Kajsa Ollongren, Minister of Defense (D66) – moving from the ministry of Interior and Kingdom Relations to Defense was unexpected for the previous vice-minister of the Rutte III government, but Ms. Ollongren assures that she is up to the task. This optimism will be needed as the new coalition government allocated less money to defense than what the Dutch armed forces requested; this will undoubtedly result in difficult decisions, something not to take lightly with tensions currently growing on the Ukrainian-Russian border.

Mark Harbers, Minister of Infrastructure and Water Management (VVD) – a long-time member of the Tweede Kamer, Mr. Harbers will now head one of the most important ministries for the Netherlands. With a background in economics and a short term as State Secretary for Justice and Security in the Rutte III government, Mr. Harbers is again an interesting choice for the infrastructure position.

Micky Adriaansens, Minister of Economic Affairs and Climate Policy (VVD) – a former member of the Eerste Kamer (the Dutch equivalent of the Senate or House of Lords), Ms. Adriaansens has a background in law and health policy management. She’s pledged to make economic recovery from the Covid crisis a priority while continuing to make the Netherlands an attractive place for corporations to do business. Within her ministry is the Ministry of Climate and Energy, headed by Rob Jetten of D66. With the Netherlands lagging behind most of Europe, the ministry and its sub-ministry have set an ambitious goal of reducing the country’s CO2 emissions by 55% by 2050.

Henk Staghouwer, Minister of Agriculture, Nature and Food (CU) – another Christian Union member will be heading the ministry for Agriculture, taking over from Carola Schouten. As the world’s second-largest exporter of food, this ministry’s task is no small one. It seeks to support farmers and their economic welfare, while securing the Netherlands’ international standing as a high-quality food producer and sustainability of agriculture.

Karien van Gennip, Minister of Social Affairs and Employment (CDA) – the new minister in charge of relations between employers and employees, social security and trade unions has a long background in Dutch politics. She served in two cabinets of Prime Minister, Jan Peter Balkenende, in the Ministry of Economic Affairs, and was a member of the Tweede Kamer from 2006 to 2008. Ms. Van Gennip was also Director European & International Affairs of Dutch bank ING, which should serve her well in her new post.

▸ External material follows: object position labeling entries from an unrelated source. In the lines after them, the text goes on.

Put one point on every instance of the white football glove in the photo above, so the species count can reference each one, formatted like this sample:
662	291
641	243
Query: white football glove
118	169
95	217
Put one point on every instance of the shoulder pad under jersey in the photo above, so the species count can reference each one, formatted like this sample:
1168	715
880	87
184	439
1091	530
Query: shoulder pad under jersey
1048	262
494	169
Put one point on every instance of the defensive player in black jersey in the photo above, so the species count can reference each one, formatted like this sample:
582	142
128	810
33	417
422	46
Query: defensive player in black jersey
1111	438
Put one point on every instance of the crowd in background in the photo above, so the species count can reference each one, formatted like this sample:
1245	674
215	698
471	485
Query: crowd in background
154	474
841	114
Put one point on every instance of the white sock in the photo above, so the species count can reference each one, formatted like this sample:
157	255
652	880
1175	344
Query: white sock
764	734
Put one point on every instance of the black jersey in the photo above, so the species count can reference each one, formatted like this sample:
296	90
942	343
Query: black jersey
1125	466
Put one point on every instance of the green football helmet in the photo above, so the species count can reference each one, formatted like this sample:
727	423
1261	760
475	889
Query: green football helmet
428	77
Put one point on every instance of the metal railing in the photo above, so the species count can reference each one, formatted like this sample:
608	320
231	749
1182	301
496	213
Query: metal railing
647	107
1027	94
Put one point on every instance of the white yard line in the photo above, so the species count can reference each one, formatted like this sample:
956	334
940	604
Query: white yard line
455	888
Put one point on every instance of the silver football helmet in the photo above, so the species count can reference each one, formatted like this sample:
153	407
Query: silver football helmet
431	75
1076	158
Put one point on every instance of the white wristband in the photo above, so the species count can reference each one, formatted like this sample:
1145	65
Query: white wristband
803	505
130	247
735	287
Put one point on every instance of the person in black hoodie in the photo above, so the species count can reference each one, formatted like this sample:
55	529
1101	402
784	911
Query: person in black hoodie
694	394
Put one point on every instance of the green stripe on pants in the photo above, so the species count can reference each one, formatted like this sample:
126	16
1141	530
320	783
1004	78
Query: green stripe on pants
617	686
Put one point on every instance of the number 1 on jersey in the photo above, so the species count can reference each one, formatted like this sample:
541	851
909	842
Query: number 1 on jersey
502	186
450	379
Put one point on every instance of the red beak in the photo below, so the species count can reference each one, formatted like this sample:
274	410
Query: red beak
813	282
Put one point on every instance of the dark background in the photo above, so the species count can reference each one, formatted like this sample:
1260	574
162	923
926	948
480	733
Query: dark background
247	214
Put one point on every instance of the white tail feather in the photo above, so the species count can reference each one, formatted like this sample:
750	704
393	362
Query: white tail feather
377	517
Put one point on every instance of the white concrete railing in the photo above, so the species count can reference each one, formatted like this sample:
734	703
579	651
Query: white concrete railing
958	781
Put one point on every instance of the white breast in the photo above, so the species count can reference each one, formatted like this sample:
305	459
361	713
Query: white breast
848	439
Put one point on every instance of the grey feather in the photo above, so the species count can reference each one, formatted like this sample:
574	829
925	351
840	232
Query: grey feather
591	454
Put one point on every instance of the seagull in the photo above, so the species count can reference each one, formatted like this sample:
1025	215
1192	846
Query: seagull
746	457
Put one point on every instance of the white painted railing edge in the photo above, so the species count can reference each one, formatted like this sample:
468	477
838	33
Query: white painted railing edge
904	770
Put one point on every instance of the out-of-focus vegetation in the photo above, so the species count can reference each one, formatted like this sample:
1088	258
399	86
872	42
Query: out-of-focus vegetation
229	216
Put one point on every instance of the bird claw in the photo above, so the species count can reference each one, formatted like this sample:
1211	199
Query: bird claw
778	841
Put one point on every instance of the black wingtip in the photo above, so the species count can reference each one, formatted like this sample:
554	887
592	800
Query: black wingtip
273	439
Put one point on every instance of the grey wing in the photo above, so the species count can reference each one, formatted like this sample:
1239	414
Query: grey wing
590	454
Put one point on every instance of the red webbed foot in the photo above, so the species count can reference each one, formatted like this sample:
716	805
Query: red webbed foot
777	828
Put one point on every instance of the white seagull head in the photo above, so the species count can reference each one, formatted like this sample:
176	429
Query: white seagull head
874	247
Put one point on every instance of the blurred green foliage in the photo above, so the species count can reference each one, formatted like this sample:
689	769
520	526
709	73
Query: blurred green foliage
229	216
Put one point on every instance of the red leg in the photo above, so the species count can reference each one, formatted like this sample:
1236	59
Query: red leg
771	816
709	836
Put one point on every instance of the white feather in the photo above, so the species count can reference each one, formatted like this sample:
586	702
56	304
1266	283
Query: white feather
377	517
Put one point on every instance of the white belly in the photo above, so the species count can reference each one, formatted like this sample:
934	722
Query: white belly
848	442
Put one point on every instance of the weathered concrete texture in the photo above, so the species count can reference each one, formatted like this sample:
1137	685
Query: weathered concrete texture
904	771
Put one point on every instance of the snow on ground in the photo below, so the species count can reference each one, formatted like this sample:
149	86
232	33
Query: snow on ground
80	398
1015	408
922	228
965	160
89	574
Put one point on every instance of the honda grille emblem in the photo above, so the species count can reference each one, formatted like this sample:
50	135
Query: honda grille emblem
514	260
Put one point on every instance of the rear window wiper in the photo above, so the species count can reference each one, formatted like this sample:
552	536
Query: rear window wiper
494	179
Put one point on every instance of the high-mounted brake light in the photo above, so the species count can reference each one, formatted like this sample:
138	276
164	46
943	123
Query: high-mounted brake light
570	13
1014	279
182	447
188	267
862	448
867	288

Ernst Kuipers, Minister of Health, Welfare and Sport (D66) – probably one of the most exciting new ministers is the doctor/scientist Ernst Kuipers as the new Minister of Health. Dr. Kuipers, though new to the cabinet, is a familiar face from the onset of the Covid crisis, as he headed the National Network of Acute Care which keeps track of, among other things, the number of ICU beds in the Kingdom. He takes this position from former vice-minister Huge de Jonge, who stood alongside PM Mark Rutte during the dozens of press conferences throughout the pandemic. Now, with a scientist and doctor leading the government’s Covid response, many are hoping for a better overall response from the government. After his first press conference, he was lauded for his scientific approach and his update via easy-to-understand charts and statistics.

Along with the above ministers, there are also eight ministers without portfolios (meaning they do not head a specific ministry) and another either state secretaries (sub-ministers working within the primary ministries mentioned above). After such a long negotiation period and with challenges and crises at almost every turn, the new Dutch government has its work cut out for itself. Their optimism and enthusiasm run high, which is good – they will need it to navigate the plethora of issues facing the country, the continent and indeed, the world.